前代未聞の大逆転Vを決めた――。ノア「グローバルタッグリーグ戦2016」優勝決定戦が4日、東京・後楽園ホールで行われ丸藤正道、矢野通組がデイビーボーイ・スミスJr.、ランス・アーチャー組(KES)を撃破して初優勝。公式戦では開幕3連敗からの4連勝という史上まれに見る逆転劇で鈴木軍にストップをかけた。丸藤組には東京スポーツ新聞社から大トロフィーが贈られ、GHCタッグ王座次期挑戦権も手中にした。

 まさかまさかの逆転Vだった。予想通りKESのパワー殺法に防戦一方の丸藤組は15分過ぎからようやく反撃。丸藤がスミスJr.に虎王3連打から一気に不知火を決めて3カウント。GHCタッグ王者から完璧な勝利を奪い、化学反応的越境コンビが、リーグ戦の歴史にその名を刻み込んだ。
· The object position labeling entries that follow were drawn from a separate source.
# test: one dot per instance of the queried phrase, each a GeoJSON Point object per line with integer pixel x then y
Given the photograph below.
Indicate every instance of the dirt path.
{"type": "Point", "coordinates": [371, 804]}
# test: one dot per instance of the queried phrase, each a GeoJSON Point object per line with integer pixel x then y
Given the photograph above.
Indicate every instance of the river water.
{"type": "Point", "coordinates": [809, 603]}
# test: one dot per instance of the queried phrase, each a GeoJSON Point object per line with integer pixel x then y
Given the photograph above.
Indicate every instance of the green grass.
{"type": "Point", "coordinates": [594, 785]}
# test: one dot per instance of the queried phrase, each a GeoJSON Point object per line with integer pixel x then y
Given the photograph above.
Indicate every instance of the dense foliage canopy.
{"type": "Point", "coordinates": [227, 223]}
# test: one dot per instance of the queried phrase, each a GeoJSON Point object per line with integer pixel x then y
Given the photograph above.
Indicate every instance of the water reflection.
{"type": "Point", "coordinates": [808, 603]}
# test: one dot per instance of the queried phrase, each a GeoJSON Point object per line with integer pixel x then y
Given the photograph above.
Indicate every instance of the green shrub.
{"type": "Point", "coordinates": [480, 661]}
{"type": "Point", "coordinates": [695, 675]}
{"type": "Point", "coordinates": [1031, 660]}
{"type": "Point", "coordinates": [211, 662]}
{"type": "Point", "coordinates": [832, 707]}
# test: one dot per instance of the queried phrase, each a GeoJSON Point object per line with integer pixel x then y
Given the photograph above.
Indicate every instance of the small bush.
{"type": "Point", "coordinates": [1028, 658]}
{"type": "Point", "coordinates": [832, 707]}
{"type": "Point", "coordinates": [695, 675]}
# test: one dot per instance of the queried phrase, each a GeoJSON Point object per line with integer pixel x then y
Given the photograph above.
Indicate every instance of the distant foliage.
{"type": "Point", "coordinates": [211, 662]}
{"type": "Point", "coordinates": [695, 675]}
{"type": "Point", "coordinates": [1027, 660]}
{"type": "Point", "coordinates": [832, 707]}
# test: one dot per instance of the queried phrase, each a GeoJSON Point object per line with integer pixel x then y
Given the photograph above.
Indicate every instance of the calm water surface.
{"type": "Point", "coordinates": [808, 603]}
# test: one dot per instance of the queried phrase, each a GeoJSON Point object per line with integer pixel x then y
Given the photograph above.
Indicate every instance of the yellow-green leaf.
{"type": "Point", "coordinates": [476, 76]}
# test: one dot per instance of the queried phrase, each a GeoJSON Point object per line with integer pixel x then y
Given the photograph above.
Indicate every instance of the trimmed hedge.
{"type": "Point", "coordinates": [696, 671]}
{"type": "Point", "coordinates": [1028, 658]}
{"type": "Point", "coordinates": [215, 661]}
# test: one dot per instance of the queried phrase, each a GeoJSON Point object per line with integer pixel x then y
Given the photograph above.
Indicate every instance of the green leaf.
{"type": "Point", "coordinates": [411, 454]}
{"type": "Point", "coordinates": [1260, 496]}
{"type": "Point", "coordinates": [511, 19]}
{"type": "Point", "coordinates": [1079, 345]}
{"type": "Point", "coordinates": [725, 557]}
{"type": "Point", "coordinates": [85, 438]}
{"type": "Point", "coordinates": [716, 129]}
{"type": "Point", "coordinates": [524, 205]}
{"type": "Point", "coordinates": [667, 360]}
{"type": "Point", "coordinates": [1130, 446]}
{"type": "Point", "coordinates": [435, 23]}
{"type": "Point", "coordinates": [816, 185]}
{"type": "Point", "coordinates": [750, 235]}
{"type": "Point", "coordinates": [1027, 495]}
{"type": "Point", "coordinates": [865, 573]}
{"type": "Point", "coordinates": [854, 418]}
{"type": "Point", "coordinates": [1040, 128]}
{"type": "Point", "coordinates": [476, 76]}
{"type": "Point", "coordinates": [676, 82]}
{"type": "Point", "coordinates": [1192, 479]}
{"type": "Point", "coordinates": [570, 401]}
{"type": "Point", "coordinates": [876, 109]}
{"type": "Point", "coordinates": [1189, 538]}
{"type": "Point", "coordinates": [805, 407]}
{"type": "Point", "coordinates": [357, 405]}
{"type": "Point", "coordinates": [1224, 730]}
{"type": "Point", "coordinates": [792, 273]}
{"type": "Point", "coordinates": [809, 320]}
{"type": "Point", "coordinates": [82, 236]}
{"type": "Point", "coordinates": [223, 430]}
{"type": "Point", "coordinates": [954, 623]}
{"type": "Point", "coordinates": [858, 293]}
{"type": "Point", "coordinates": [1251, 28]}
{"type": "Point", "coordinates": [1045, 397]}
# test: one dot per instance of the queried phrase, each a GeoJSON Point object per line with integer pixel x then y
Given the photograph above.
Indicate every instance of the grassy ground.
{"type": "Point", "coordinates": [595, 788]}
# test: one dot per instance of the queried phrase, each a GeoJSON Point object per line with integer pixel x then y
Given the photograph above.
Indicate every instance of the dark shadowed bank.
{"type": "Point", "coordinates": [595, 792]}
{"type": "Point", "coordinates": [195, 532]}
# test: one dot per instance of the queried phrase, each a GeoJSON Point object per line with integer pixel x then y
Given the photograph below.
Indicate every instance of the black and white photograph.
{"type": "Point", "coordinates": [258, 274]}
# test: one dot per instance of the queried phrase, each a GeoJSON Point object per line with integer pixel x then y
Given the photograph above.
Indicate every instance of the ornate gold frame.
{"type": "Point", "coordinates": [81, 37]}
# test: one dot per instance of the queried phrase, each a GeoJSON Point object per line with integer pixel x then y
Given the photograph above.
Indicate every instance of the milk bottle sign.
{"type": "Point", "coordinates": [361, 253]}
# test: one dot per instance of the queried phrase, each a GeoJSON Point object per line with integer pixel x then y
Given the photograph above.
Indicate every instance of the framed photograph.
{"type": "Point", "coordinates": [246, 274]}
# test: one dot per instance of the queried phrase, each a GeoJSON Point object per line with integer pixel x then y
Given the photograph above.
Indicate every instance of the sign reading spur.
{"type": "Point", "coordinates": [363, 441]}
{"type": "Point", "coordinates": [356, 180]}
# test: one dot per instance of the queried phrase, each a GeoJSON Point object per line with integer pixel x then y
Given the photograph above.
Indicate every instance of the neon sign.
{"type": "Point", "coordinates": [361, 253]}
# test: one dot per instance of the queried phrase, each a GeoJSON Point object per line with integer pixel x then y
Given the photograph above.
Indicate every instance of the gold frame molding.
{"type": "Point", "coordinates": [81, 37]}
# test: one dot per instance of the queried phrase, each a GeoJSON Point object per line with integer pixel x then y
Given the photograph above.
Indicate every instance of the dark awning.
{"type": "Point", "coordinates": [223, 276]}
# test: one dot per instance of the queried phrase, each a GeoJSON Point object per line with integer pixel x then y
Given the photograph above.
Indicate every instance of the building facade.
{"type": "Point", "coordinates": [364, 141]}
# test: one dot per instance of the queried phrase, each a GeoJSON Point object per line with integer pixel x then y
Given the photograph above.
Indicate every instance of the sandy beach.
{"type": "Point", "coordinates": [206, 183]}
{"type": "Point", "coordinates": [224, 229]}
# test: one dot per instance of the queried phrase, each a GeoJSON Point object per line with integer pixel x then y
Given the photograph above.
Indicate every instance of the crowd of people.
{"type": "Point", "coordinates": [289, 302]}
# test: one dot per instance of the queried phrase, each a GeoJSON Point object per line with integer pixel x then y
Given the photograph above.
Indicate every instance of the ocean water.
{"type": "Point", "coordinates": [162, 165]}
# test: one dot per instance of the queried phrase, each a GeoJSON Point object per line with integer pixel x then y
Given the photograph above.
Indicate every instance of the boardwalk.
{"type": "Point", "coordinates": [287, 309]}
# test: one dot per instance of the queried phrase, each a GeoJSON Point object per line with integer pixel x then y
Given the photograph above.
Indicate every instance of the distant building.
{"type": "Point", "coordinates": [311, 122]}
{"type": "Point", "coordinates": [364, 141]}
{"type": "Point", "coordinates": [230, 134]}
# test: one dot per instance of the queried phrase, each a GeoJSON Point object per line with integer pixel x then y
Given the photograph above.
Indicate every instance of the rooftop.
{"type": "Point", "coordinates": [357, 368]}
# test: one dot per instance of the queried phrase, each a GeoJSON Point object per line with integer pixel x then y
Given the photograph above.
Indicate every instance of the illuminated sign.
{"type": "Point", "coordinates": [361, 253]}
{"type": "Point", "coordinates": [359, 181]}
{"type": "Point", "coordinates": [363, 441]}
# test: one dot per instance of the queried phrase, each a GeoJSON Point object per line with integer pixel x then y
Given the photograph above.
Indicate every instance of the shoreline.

 鈴木軍の蛮行を阻止するため、新日プロから盗っ人・矢野を呼び寄せてリーグ戦に臨んだ丸藤だったが、開幕戦(4・21後楽園)でKESに敗れると、波に乗れないままズルズルと3連敗。呼吸が合わないうちに早々と自力Vが消滅しかけていた。

 それでも4・25大阪大会でようやく潮﨑豪、マイバッハ谷口組から初白星を挙げると一気に流れが変わる。前日3日の後楽園大会では鈴木みのる、飯塚高史組から値千金の勝利を奪い、4連勝の勝ち点8で日程を終了。潮﨑組と2位タイに並んだが、公式戦で直接対決を制している丸藤組が辛うじて決勝戦のリングに進んだ。

 勝ち点10で単独首位のまま最後まで突っ走ったGHCタッグ王者組に開幕戦の借りを返し堂々の優勝。これで28日のエディオンアリーナ大阪弟1競技場大会での挑戦がほぼ確実となった。

 同大会では潮﨑が杉浦のGHCヘビー級王座に挑戦。鈴木軍から一気にベルトを奪い返すチャンスとなり、今年前半最大のヤマ場となる。

 もちろんこれだけで満足などできない。昨年12月には9か月ぶりにGHC王座をみのるから取り戻したものの、今年1月には一度も防衛を果たすことなく杉浦にベルトを渡した。王座奪還はほんの気休めにもならず、いまだに主要王座は鈴木軍に制圧されたまま。

 丸藤にはタッグからヘビーまでを制して完全復活を証明し、どん底まで落ちたノアを再生させる責任がある。

「ノアじゃない選手がいっぱいリングに上がっている今、ベルトを取り返すのは俺しかない」。大逆転Vは丸藤復活への序章にしかすぎない。